Additionally, Sheltzer’s results indicate that other viral infections, such as influenza, as well as interferon signaling—the part of the body’s virus defense system—increase ACE2 expression. “Because of this, it’s conceivable that SARS-CoV-2 could trigger the upregulation of its own receptor, thereby creating a positive feedback loop leading to more infections,” Sheltzer says.

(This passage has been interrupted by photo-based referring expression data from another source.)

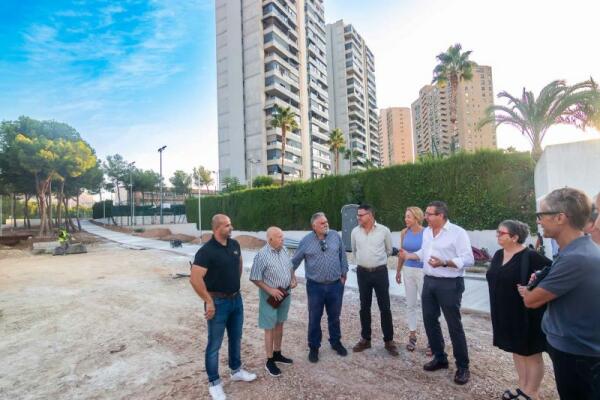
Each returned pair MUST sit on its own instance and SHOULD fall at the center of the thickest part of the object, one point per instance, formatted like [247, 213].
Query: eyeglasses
[540, 214]
[323, 245]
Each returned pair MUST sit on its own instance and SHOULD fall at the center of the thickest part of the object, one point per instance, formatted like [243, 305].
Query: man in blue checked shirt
[273, 273]
[325, 267]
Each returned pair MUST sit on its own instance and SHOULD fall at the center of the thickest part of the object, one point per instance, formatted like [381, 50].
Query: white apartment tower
[352, 94]
[271, 52]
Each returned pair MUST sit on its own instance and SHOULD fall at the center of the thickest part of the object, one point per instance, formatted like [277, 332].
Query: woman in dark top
[516, 328]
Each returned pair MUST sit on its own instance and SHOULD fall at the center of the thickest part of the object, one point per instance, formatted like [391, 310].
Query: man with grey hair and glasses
[325, 266]
[571, 291]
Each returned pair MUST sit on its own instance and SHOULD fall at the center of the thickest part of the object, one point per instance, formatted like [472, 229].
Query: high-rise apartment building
[432, 128]
[395, 136]
[352, 94]
[271, 52]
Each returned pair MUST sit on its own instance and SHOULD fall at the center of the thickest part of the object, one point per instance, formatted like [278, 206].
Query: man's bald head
[217, 220]
[275, 237]
[221, 227]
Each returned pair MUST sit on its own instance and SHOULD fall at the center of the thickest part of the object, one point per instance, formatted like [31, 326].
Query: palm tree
[336, 144]
[352, 155]
[557, 103]
[453, 67]
[285, 119]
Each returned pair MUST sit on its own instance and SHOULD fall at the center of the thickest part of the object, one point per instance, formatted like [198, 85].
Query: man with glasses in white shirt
[445, 253]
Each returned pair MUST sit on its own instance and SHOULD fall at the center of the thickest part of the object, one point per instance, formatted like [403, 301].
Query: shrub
[481, 190]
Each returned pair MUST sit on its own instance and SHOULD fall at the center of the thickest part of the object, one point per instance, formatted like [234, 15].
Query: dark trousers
[378, 281]
[444, 294]
[577, 377]
[324, 296]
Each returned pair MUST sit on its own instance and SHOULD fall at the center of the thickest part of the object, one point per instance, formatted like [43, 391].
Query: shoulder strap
[402, 236]
[525, 267]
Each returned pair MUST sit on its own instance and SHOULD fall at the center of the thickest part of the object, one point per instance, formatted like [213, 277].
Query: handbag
[273, 302]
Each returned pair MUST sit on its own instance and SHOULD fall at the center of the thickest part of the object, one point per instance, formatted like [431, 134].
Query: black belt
[223, 295]
[443, 277]
[327, 282]
[378, 268]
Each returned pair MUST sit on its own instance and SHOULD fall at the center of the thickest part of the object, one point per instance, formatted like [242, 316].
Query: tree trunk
[60, 197]
[536, 151]
[26, 222]
[453, 110]
[13, 210]
[77, 211]
[283, 155]
[68, 220]
[42, 188]
[119, 202]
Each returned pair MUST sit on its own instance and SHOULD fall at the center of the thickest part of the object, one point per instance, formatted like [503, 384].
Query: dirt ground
[115, 324]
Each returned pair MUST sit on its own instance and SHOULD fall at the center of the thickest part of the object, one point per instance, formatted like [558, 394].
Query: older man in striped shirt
[273, 273]
[326, 267]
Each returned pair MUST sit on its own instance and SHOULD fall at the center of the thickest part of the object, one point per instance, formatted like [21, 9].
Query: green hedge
[481, 190]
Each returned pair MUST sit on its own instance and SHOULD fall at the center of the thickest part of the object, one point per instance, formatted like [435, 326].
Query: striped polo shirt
[273, 267]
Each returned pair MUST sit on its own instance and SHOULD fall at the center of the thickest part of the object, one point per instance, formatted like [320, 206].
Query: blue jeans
[328, 296]
[229, 314]
[444, 295]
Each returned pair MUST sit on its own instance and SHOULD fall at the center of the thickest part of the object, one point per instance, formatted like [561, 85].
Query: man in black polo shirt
[216, 277]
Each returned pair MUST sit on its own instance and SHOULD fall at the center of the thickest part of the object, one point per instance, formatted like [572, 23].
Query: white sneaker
[243, 375]
[216, 392]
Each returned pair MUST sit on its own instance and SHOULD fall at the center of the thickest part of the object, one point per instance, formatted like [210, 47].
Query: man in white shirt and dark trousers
[445, 253]
[371, 246]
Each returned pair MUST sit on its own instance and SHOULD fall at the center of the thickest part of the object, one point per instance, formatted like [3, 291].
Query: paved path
[475, 296]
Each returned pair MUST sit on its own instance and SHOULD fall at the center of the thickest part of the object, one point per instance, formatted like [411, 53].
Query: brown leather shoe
[391, 347]
[362, 344]
[462, 376]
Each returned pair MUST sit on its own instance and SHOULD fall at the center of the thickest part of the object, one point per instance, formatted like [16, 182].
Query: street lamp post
[218, 183]
[161, 199]
[199, 210]
[252, 161]
[131, 164]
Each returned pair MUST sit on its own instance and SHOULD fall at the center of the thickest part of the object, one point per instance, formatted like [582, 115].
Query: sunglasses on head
[323, 244]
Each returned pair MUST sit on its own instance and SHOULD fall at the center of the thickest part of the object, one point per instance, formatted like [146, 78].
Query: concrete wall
[575, 165]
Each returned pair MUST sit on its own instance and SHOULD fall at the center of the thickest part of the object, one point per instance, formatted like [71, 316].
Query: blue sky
[132, 76]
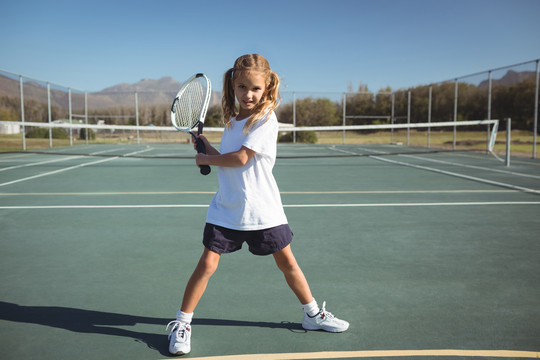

While the impact of cigarette smoke and ACE2 expression is compelling, it is not permanent. By comparing the lungs of current smokers to those who quit smoking for at least 12 months, Sheltzer found “a significant decrease in ACE2 expression, demonstrating that the effects of smoking on ACE2 can be reversed.” Further, other studies on the effects of cigarette smoke have shown mixed results. “Cigarette smoke contains hundreds of different chemicals. It’s possible that certain ingredients (like nicotine) have a different effect than whole smoke does,” says Sheltzer.
And while Sheltzer finds strong support for the upregulation of ACE2 gene expression from smoking, the actual ACE2 protein may be regulated in ways not addressed in this study. “One could imagine that having more cells that express ACE2 could make it easier for SARS-CoV-2 to spread in someone’s lungs, but there is still a lot more we need to explore.”